この提言案では、金融商品取引法(金商法)において仮想通貨を新たに規定することを重視している。現在、仮想通貨は資金決済法に基づいて規定されているが、金商法上の金融商品としては定義されていない。株式や証券といった既存の有価証券とは別の枠組みで仮想通貨を定義することで、過度な規制による仮想通貨関連事業者の萎縮を防ぎつつ、適切な投資家保護を図る狙いがある。
また、仮想通貨を金融商品として規定するほか、事業者に対する開示規制の強化なども提言案に盛り込まれている。具体的には、仮想通貨の新規発行を行う事業者に対して、情報開示義務やインサイダー取引規制を課すとともに、仮想通貨交換事業者には最低資本金を現行の1,000万円から増額し、自己資本比率規制の適用を求めるという。これによって業界の健全性と透明性を高める方針だ。

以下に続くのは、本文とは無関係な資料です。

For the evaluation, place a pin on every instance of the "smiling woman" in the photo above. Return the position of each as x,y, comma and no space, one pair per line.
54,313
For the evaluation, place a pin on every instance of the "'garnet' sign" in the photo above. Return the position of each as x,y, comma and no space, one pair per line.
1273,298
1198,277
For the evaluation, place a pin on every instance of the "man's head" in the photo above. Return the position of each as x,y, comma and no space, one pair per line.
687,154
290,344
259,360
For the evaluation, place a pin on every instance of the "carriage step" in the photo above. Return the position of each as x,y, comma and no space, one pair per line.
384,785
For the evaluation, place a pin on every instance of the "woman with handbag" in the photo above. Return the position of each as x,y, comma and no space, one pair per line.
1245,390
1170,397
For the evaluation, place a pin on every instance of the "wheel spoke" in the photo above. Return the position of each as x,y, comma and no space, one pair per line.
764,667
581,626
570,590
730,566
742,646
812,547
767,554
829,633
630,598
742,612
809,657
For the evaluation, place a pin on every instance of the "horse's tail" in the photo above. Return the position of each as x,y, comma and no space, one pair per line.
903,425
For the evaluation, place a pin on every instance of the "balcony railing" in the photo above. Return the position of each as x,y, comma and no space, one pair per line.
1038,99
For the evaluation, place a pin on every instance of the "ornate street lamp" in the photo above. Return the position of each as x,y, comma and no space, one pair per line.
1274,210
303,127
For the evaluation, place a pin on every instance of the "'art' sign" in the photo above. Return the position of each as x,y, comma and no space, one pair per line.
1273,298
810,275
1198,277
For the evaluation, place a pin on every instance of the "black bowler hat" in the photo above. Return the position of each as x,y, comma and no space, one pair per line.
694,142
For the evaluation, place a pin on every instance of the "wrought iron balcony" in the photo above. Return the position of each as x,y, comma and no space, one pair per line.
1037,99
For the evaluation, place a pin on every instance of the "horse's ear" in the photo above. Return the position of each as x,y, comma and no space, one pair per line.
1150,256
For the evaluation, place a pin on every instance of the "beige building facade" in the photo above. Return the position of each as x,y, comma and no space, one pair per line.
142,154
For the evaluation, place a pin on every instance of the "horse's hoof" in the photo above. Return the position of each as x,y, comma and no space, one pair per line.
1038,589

この提言案は3月末までに一般からの意見を募ったうえで、4月にも改めてまとめ、金融庁に提言する方向とされている。金融庁は現在、仮想通貨の法令上の位置付けについて有識者を交えた非公開の勉強会で検討を続けている。取引市場の健全性確保に重点を置いた慎重な姿勢を見せており、6月にも制度改正方針を公表する予定となっている。その後、今秋以降の金融審議会での議論を経て、2026年の通常国会での法改正を目指す見通しだ。
仮に仮想通貨が金商法に基づく金融商品として位置付けられれば、ビットコインやイーサリアムをはじめとした仮想通貨ETF(上場投資信託)の国内展開や、有価証券と同様の分離課税の導入が現実味を帯びてくる。国内投資家の選択肢拡大や税負担軽減の実現により、国内のイノベーションがさらに促進されることに期待したい。